Go, go, go Shorty, it's your last day. We gonna ARVO like it's your last day.
FROM THE VAULT: August 24, 2016
Ana Gannod stood nine feet tall on her first day at FutureBrand. She was whisper quiet, too. Demure. Some might even say soft-spoken.
Four years later she’s the reigning all-agency limbo champ without barely bending over. And the wall of Marshall amps at a Metallic concert wedged behind her vocal cords is permanently dialed up to 11.
So what wore fair Ana down to a pencil-sized nub? What turned her into a twirling tsunami of neck vein popping, perma-spiral spouting?
Was it her client roster? From Dow to Exelon and Elanco to Lafarge and CH2M, a who’s who wet dream of heavy industrial and chemical manufacturers in exotic locations across America’s Rust Belt?
Was it the move to midtown? Next question, please.
Was it a hatred of acronyms?
Was it on strict doctor’s orders?
Ultimatums from her family?
The clarity that comes from withdrawing from a heavy narcotics addiction? Or the cotton candy calm that comes with starting a heavy narcotics addiction?
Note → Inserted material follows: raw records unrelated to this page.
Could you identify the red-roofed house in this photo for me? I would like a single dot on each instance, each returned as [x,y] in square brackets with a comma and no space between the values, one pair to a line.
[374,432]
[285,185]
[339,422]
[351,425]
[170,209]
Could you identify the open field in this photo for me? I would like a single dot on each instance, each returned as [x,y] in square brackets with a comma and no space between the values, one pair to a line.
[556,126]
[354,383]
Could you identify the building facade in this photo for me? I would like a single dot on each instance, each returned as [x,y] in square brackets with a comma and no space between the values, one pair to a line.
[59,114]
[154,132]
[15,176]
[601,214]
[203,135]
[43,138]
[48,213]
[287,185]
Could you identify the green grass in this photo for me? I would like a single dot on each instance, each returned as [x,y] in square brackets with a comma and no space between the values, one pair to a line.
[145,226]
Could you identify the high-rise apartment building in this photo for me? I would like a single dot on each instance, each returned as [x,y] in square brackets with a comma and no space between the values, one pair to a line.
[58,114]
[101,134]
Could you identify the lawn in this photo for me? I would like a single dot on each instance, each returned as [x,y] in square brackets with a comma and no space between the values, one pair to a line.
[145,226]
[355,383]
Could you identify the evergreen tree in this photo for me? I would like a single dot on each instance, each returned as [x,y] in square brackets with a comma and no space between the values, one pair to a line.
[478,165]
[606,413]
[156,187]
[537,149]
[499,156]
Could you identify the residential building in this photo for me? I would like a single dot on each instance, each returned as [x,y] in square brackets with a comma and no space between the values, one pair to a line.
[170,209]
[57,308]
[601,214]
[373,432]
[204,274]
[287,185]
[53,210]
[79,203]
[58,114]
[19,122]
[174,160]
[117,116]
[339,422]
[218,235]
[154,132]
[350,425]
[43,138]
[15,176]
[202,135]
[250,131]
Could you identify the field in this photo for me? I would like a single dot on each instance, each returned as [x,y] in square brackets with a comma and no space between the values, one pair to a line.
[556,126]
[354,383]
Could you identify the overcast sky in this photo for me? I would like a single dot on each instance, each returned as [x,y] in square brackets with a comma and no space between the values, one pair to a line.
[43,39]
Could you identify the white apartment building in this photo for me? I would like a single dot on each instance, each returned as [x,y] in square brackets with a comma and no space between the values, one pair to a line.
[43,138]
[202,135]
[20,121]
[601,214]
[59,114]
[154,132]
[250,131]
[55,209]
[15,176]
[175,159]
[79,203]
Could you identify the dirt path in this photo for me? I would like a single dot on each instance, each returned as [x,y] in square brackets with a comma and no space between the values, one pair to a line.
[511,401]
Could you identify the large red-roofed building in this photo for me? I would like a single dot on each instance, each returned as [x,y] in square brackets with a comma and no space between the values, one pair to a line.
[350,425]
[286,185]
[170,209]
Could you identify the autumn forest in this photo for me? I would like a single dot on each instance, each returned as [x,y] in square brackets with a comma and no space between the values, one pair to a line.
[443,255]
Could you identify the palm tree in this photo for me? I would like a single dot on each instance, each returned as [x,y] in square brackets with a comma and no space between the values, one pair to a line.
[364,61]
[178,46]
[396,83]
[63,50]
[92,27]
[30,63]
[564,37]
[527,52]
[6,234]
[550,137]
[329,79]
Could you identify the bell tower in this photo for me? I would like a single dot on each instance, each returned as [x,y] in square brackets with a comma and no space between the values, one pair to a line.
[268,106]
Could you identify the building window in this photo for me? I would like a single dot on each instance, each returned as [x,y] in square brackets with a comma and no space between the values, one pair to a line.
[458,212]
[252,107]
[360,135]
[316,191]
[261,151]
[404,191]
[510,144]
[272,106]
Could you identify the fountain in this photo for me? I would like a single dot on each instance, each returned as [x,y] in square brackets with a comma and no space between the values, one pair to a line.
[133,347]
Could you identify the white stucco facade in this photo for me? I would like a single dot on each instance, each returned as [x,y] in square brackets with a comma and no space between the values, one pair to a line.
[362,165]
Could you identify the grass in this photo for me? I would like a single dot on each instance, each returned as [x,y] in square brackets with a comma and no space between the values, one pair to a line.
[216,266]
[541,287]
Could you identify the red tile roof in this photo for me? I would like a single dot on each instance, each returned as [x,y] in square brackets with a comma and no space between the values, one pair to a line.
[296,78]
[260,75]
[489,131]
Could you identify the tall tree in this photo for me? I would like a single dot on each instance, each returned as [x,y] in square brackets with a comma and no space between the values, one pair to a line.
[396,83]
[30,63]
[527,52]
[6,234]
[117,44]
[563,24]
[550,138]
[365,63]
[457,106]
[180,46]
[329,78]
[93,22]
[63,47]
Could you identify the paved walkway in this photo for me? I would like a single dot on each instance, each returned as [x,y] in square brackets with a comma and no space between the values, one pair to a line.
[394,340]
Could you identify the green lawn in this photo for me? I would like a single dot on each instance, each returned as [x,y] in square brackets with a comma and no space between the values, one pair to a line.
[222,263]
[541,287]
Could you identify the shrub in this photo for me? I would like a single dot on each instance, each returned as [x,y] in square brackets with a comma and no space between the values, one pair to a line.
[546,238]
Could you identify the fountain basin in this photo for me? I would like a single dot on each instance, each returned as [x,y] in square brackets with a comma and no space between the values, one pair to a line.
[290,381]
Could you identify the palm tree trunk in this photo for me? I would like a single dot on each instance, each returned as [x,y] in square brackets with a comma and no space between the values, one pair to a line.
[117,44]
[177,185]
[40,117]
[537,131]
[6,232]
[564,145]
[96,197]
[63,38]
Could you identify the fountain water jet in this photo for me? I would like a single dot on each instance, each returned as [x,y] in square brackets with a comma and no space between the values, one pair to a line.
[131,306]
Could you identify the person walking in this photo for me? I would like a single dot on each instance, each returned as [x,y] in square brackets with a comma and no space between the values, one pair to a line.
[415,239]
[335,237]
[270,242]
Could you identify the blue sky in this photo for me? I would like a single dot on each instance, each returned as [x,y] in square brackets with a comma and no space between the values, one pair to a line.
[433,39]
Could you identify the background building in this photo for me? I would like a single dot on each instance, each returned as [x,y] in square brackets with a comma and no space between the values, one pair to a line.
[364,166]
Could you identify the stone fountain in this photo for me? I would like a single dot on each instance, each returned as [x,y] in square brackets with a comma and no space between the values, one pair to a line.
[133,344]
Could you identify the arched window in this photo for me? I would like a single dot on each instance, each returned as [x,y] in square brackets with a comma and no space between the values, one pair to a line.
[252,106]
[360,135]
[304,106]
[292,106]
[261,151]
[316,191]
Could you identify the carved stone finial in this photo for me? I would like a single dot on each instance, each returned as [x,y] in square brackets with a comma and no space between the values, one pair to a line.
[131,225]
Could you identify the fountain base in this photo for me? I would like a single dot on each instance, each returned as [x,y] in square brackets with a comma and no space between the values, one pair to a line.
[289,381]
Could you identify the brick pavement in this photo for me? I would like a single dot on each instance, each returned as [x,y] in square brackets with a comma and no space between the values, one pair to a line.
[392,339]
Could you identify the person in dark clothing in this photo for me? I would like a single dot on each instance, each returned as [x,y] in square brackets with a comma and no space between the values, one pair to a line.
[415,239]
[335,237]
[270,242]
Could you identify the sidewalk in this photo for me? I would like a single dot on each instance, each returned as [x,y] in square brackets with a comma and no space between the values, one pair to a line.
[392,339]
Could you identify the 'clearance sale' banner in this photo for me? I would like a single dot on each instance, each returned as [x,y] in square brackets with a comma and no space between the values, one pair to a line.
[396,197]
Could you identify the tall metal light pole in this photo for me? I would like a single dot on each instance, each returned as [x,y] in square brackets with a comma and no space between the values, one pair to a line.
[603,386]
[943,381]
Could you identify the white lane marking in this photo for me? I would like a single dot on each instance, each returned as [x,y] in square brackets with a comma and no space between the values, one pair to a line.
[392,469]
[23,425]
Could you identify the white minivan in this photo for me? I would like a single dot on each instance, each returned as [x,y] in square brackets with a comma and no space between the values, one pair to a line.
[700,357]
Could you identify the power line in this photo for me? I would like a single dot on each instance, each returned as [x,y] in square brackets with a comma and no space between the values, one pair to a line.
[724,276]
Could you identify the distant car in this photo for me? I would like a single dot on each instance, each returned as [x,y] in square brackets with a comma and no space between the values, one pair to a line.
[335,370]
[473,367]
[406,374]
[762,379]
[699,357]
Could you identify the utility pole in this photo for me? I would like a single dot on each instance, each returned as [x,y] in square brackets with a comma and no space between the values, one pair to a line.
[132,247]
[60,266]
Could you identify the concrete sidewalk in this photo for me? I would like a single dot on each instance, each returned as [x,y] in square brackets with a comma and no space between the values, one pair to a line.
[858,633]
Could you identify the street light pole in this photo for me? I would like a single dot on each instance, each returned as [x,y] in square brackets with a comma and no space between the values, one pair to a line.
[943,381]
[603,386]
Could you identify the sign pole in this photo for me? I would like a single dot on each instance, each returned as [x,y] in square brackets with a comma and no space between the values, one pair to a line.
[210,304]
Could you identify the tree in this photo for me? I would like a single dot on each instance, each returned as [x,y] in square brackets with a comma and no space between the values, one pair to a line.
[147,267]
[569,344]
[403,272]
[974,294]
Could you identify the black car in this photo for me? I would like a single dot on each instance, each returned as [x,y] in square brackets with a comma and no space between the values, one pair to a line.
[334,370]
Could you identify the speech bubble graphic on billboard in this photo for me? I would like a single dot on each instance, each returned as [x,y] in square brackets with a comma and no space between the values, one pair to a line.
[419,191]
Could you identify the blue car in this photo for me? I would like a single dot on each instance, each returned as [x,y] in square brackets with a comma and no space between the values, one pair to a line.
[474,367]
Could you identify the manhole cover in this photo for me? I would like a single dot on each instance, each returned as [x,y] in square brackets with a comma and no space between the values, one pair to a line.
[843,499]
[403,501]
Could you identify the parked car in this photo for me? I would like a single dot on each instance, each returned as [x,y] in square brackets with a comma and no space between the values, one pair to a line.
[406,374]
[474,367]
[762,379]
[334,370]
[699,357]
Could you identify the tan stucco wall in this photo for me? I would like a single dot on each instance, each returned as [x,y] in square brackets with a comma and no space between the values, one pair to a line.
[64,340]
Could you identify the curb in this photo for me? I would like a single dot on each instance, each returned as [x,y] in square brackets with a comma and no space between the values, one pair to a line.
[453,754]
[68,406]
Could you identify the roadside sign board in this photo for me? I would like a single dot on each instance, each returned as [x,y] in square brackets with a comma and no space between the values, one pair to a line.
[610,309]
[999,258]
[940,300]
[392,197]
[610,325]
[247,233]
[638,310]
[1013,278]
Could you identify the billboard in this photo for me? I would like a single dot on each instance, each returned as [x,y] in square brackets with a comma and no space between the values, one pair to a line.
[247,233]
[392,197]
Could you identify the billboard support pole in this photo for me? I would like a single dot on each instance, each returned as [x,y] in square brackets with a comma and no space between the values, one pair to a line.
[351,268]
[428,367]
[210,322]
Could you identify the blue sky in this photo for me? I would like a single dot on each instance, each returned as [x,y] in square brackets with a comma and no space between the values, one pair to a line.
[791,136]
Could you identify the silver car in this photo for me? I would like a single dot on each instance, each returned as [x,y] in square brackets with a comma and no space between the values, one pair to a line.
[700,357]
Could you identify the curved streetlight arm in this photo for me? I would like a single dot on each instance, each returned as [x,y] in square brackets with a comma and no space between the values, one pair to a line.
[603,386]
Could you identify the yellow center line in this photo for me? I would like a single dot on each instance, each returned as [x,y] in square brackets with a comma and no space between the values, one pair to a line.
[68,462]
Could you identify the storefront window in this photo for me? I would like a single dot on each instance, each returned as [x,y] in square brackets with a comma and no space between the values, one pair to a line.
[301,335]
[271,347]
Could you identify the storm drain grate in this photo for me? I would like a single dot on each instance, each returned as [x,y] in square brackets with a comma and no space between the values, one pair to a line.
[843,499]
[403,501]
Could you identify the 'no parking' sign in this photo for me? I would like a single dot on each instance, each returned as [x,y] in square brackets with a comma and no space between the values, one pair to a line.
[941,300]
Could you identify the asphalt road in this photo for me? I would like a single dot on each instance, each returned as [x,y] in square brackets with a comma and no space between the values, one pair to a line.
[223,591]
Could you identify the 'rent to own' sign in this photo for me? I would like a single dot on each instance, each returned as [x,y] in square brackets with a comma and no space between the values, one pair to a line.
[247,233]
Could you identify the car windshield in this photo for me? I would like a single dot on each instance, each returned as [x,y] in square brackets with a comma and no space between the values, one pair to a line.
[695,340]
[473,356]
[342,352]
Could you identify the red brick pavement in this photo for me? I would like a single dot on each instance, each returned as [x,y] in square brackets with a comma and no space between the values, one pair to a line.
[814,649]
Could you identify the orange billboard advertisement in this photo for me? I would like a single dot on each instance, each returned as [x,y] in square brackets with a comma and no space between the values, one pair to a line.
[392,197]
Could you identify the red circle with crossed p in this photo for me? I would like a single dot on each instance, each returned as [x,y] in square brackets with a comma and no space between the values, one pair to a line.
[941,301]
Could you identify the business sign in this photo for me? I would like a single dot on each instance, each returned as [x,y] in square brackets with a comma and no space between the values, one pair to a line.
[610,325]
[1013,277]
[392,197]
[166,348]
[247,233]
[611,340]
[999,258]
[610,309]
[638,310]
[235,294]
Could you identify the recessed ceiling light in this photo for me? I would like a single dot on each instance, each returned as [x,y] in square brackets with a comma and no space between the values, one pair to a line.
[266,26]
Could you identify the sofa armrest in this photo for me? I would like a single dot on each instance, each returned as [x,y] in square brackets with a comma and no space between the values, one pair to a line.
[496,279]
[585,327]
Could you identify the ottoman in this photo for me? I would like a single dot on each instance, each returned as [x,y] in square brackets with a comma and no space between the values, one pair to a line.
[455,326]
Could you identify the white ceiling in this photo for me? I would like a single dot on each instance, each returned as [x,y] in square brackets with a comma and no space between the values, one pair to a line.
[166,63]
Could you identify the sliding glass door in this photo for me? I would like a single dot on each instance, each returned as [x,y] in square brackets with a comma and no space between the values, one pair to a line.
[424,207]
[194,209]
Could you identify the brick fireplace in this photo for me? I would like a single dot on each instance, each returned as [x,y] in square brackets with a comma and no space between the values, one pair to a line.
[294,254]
Was it the fact that she’s out of fucks to give?
Or was it that, deep down inside, Ana’s just a sweet, sensitive soul who feels terrible about yelling at the designers. And production team. And strategists. And writers. And fellow account members. And the executive team. All 573 of them.
Fellow FutureBranders, today we sadly retire another OG’s jersey to the rafters. What we’ll save in Advil costs we’ll definitely lose in someone who was absolutely incredible at her job. And giving us all a polite little tap on the shoulder and whisper in the ear when we were slacking at our own.
Please join us at 6pm Hudson Malone. Brian Shu isn’t here, so it’s champagne and caviar all night long. Just be sure to bill it to the Vizient client.